Jadi, pilih pakai ABD atau CI? Pilih terapi yang bagus! (by: papa Ellen)

Ke Halaman Depan

Terapi Mendengar vs Terapi Wicara

January 28, 2008

Keywords: terapi mendengar, terapi wicara, tuna rungu, auditori verbal, TAV / AVT

Sejauh ini kami mendapatkan banyak manfaat dari kombinasi terapi mendengar (untuk memasok kosa kata supaya si anak ngerti suatu kata) dan terapi wicara (untuk membantu pengucapan yang benar).
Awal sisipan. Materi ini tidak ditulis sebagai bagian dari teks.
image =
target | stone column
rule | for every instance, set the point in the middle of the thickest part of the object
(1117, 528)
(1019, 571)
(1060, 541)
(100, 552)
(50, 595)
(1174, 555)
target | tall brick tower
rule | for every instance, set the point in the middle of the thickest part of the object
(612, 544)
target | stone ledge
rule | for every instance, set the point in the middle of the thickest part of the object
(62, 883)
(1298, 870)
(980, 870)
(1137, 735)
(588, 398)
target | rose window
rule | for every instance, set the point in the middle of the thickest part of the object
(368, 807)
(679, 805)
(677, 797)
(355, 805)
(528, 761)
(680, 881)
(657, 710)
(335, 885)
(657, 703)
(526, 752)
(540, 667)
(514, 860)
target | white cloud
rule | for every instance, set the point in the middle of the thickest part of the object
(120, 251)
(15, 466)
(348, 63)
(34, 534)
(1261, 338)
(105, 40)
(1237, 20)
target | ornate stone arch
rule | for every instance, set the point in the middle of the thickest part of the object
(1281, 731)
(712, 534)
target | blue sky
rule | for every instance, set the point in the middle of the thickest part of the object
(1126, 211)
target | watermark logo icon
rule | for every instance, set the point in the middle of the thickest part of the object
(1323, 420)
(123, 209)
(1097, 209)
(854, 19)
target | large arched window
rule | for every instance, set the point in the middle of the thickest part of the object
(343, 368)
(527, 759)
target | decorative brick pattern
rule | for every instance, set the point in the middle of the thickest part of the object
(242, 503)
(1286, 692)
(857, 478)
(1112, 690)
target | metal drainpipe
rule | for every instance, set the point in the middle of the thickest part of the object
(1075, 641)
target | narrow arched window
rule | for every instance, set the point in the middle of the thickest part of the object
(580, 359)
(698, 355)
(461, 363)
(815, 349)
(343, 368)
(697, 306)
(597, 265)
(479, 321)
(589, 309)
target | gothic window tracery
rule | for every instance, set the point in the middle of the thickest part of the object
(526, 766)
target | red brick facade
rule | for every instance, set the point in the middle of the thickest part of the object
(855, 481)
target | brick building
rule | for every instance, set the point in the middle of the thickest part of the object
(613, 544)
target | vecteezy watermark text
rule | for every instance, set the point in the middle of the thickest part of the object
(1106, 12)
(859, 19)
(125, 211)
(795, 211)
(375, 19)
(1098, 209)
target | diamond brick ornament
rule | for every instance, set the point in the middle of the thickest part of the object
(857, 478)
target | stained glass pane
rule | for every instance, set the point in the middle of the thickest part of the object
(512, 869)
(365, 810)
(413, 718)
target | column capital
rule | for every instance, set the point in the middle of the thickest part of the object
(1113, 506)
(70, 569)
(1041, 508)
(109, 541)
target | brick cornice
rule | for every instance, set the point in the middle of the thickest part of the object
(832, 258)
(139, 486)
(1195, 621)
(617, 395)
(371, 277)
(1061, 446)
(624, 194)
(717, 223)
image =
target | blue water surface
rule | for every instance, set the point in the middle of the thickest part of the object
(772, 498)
Berkat terapi mendengar (auditori verbal, TAV) Ellen bisa membedakan kata “papa” dan “mama” yang ia dengar tanpa melihat gerak bibir kami. Jika kami tanya “Mana papa?” atau “Mana mama?” ia bisa menjawab dengan benar (dengan menunjuk sambil mengucapkan papa/mama). Tapi pengucapannya belum jelas, kata “papa” ia ucapkan mirip “mama”.

Oleh terapis wicara (saat itu masih terapi di suatu RS di Jakbar) Ellen dibantu membedakan pengucapan “papa” dengan “mama”. Entah bagaimana teknik terapinya, tapi hasil pengucapannya bisa dicek yaitu dengan pegang hidung dan rasakan perbedaan getarannya (silakan coba!). Di rumah kami praktekkan pengecekan tsb (Ellen juga suka mempraktekkannya sendiri) beberapa kali. Alhasil Ellen sudah bisa mengucapkan “papa” dengan benar.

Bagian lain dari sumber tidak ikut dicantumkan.